Alexandre Lima, da FUB, afirma ter realizado um ótimo trabalho e alega
que problemas na prestação de contas são corriqueiros e
fáceis de ser solucionados. Como exemplo da satisfação
da Funasa ele cita convite feito há menos de um mês para que a
fundação apresentasse seus resultados a uma missão do Banco
Mundial. Souza, o coordenador-geral da Funasa, diz que o tratamento dado à
FUB é procedente. Observa que o repasse de recursos não pode ser
simplesmente suspenso, sob pena de agravar mais ainda a situação
de saúde dos ianomâmis. O Estado procurou, sem sucesso, o representante
da FUB novamente para falar sobre o fim da renovação.
Outras entidades recebem tratamento diferente da Funasa. Muitos grupos se queixam
de que a fundação suspendeu o repasse de recursos justamente por
não concordar com a prestação de contas. Ano passado, vários
convênios no Maranhão foram desfeitos depois de constatadas irregularidades.
A própria Funasa assumiu a execução da assistência
médica - com resultados negativos que produziram protestos das comunidades
indígenas.
FUB
recebe mais verbas e tem menos atribuições
Além do tratamento diferenciado no momento da apresentar suas contas,
a Fundação Universidade de Brasília (FUB) se destaca dos
outros convênios pelo valor recebido. Para cuidar de cada ianomâmi,
ela recebe uma média diária de R$ 5,50. A média per capita
diária de outros convênios que também são encarregados
de prestar assistência a ianomâmis fica entre R$ 1,98 e R$ 3,33.
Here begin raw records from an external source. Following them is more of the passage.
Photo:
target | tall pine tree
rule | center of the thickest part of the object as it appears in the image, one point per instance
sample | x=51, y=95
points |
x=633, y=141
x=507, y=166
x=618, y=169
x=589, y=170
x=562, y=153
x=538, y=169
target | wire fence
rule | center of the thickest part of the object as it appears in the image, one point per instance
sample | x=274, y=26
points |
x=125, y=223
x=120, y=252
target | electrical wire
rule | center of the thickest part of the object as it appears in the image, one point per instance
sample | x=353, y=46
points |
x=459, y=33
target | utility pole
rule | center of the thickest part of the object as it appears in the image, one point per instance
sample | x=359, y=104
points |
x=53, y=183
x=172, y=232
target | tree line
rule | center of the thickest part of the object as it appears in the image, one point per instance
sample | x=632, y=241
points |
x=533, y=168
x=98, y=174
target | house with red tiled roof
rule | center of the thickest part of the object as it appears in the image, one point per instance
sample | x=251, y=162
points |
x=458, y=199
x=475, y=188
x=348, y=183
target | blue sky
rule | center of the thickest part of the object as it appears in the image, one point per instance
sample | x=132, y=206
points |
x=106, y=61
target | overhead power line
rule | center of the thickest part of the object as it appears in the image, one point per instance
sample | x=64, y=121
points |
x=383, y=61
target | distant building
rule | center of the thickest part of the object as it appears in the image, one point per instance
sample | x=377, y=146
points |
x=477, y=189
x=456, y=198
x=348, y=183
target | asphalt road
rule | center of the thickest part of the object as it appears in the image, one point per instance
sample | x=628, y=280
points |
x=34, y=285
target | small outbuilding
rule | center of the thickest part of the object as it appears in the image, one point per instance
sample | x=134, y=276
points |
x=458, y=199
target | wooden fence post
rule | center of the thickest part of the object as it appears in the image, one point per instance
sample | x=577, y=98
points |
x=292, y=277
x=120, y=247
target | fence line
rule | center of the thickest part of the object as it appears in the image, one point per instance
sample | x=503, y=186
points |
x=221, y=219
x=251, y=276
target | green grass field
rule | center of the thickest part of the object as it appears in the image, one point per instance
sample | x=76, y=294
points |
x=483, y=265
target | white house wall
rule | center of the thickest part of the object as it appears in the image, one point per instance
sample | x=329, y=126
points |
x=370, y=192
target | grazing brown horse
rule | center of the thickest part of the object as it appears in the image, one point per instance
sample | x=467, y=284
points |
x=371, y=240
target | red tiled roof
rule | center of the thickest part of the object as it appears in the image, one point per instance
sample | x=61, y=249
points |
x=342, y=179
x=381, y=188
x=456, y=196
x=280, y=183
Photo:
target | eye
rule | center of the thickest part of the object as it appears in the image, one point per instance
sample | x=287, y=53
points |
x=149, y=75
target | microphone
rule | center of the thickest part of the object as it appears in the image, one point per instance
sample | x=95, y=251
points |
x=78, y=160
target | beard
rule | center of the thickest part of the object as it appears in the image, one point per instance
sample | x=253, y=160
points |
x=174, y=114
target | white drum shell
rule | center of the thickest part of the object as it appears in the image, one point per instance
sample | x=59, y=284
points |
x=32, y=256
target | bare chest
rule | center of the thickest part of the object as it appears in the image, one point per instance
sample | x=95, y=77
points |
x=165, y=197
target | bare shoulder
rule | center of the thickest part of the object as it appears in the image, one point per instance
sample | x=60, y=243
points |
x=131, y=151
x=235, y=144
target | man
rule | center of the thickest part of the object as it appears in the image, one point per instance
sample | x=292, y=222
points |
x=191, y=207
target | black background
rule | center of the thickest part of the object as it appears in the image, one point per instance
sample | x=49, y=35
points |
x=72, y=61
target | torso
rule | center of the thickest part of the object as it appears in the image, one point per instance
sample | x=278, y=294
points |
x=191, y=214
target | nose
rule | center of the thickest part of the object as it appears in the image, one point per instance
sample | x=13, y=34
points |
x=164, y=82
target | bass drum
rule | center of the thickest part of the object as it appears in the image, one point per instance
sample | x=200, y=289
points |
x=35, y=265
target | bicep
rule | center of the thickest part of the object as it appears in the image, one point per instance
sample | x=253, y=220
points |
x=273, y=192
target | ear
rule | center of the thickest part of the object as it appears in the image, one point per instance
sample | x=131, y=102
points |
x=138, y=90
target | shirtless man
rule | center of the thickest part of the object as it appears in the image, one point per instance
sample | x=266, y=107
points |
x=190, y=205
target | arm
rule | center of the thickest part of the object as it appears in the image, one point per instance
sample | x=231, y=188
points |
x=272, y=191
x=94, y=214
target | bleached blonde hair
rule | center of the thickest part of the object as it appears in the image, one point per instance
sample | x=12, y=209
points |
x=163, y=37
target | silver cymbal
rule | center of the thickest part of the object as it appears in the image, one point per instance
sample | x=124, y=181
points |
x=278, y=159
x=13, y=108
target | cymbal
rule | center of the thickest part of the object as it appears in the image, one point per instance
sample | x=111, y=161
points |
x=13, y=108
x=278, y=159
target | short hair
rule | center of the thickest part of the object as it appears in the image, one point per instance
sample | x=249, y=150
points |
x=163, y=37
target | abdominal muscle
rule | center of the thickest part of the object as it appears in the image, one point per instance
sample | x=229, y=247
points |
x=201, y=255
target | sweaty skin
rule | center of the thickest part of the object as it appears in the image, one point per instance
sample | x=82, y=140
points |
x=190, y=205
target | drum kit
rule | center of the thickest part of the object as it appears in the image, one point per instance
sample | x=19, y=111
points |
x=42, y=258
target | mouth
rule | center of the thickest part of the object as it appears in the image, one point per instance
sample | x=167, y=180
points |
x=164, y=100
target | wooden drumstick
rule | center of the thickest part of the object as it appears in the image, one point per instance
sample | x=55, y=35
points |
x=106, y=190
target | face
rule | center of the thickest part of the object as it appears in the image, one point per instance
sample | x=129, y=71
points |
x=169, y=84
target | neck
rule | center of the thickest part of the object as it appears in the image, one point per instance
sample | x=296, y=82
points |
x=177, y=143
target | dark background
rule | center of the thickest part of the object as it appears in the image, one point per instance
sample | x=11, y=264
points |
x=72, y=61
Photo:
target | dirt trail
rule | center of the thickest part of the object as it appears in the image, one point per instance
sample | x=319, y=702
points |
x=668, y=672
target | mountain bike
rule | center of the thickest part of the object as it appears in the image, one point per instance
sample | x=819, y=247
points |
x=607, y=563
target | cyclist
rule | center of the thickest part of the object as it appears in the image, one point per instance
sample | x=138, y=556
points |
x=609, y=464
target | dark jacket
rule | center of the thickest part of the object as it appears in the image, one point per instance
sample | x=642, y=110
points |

Mesmo significativos, os recursos concedidos à Fundação
Universidade de Brasília trouxeram benefícios duvidosos para a
população ianomâmi atendida pelo governo. No período
da administração da FUB, o número de casos de malária
explodiu. Na semana passada, uma força-tarefa da Fundação
Nacional de Saúde (Funasa) foi enviada para a região, para tentar
controlar a situação.
Mas Alexandre Lima, da FUB, exibe outros números para tentar mostrar
o sucesso de seu trabalho. Um deles é o da redução da mortalidade
infantil: o índice baixou de 64,9 para 51,7 por mil nascidos vivos.
Transporte
O contrato com a FUB foi firmado em 2004. Até então, atuava na
região uma organização não-governamental, a Urihi.
A forma de administração, no entanto, era distinta. A ONG recebia
uma verba para realizar todo o serviço, desde contratação
de pessoal e meios de transporte até compra de medicamentos. Para um
ano de trabalho, de julho de 2003 a julho de 2004, a Urihi recebeu R$ 8,4 milhões.
Ao assumir, a FUB recebeu menos atribuições. Ficou responsável
apenas por prestação de serviços e contratação
de pessoal, mas para isso recebeu bem mais recursos. A compra dos remédios
e a contratação de transportes ficou por conta da Funasa. E foi
justamente nesse período que o preço da hora-vôo disparou.
Até 2003, quando a ONG contratava o serviço de avião, a
hora-vôo na região custava cerca de R$ 760. Quando a Funasa assumiu,
o valor aumentou para R$ 1.300.
A Procuradoria-Geral da República em Roraima está analisando esses
contratos. Uma das denúncias é a de que a empresa ganhadora da
licitação, por não ter condições de cumprir
a tarefa, acaba repassando os vôos para outras empresas da região,
que também participaram da licitação.